I am instantly reminded of Northern Renaissance “Pronk” still lives, for their prodigious verisimilitude and ostentatious display of wealth. But perhaps a more apt comparison is the contemplative mysticism of Juan Sanchez Cotan’s monastically austere works from the Spanish Baroque. Gersht’s images are, in fact, quite revelatory; displaying a liminal reality imperceptible to mundane human consciousness. Gersht’s title, “Time Folds,” is quite apropos in that the typical progression of time is disrupted, re-ordered and recontextualized, allowing visual secrets to be conjured from dusky darkness, the void of unknowing, an evanescent expanse.

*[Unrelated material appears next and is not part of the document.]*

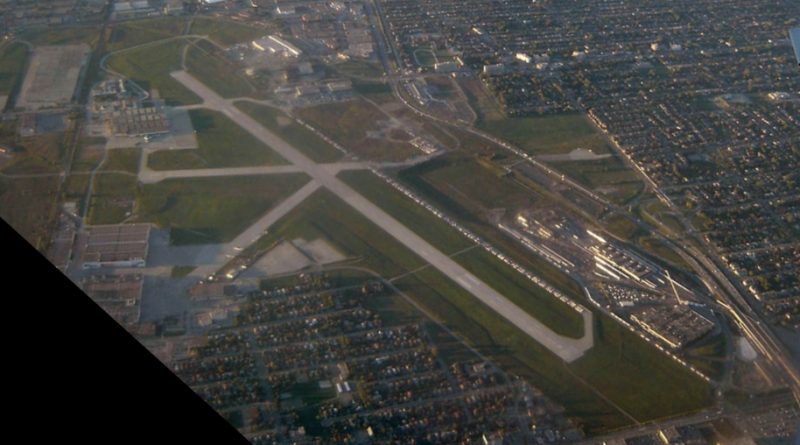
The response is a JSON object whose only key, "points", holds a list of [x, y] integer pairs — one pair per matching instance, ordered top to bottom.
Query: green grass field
{"points": [[139, 32], [225, 32], [62, 36], [13, 58], [151, 66], [210, 66], [360, 68], [350, 124], [295, 134], [548, 134], [221, 143], [123, 160], [609, 176], [444, 186], [113, 198], [28, 205], [212, 210], [514, 286], [622, 367]]}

As Walter Benjamin theorized in the “Optical Unconscious,” Gersht uses photography in a meditative fashion to unearth the “full potentiality of perception.” Or, as Descartes described, “In order to be more perfect as images and better to represent an object, they ought not to resemble it.”

 

Of course mimetic quality and the nature of reality/illusionism has long since been a primary concern within the canon of Western art- and I can’t help but read Gersht’s terrorism upon the seemingly innocuous genre of the still life as a subtly transgressive Duchampian move- a slightly more ominous, yet still playful mustache painted on the Mona Lisa. In a circumspect gesture, he literally “blows away” the artifice of the flowers; icons of prosperity, fruitfulness, and aesthetic beauty; a stand-in for Western art as a whole, or at least the problematic mask behind which it hides. In this sense perhaps they are closer to dissimulations, subverting their own heightened realism by calling attention to the cheery façade, the interventative act, and thus questioning the nature of object and referentiality as such. In a circuitous fashion, Gersht calls attention to buried collective memories, subverted histories of violence, massacre and deceit that lurked behind such lusciously magnanimous visions. Without the masses of slave labor the landed elite “employed,” images of such ample luxury and easy leisure would not have been possible.

 

Fittingly, Gersht claims the images are inspired by Henry Fantin-Latour’s flower paintings- charming glimpses at seemingly impeccant arrangements. During Victorian times, however, flowers embodied a highly regulated language of color and form to convey sentiments that men and women could not openly express, due to social mores.  Whether amaranth for immortal love, or marigolds for pain and grief, flowers sent embedded messages to the recipient. Coincidentally, Gersht’s flowers are depicted in the nationalistically nuanced palette of red, white and blue. Furthermore, his video “Blow Up” features the wail of Israeli sirens played at dawn and dusk on Holocaust and Memorial Day- traditionally functioning as a call to remembrance. In our contemporary society’s current anxious clime, perhaps Gersht’s fracturing flowers are sending a subtly coded message to the “secret public” of those who question domination and its tendency towards propagandistic re-visions of harrowing realities.